The flora of Venezuela consists of a huge variety of unique plants; around 38% of the estimated 30,000 species of plants found in the country are endemic to Venezuela. Overall, around 48% of Venezuela's land is forested; this includes over 60% of the Venezuelan Amazon. These rainforests are increasingly endangered by mining and logging activities.

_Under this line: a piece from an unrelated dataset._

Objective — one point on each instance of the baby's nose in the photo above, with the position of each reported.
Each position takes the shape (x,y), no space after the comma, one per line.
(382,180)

Venezuela has a variety of biomes, including the Andes mountains in the west and the Amazon Basin rainforest in the south. Centrally located are the extensive Llanos lowland plains that host savannah forest. Also present is the Caribbean coast in the middle of the north, and the Orinoco River Delta in the east. They include xeric scrublands in the extreme northwest and coastal mangrove forests in the northeast. Its cloud forests and lowland rainforests are particularly rich, for example hosting over 25,000 species of orchids. These include the flor de mayo orchid (Cattleya mossiae), the national flower. Venezuela's national tree is the araguaney, whose characteristic lushness after the rainy season led novelist Rómulo Gallegos to name it «[l]a primavera de oro de los araguaneyes» ("the golden spring of the araguaneyes").

==Human Usage==
Plants are used in industries such as agriculture and forestry. Forestry in Venezuela utilizes trees such as ceder and mahogany.

Some plants are valued by Venezuelans for medical use. These plants are most often utilized through being cooked and eaten.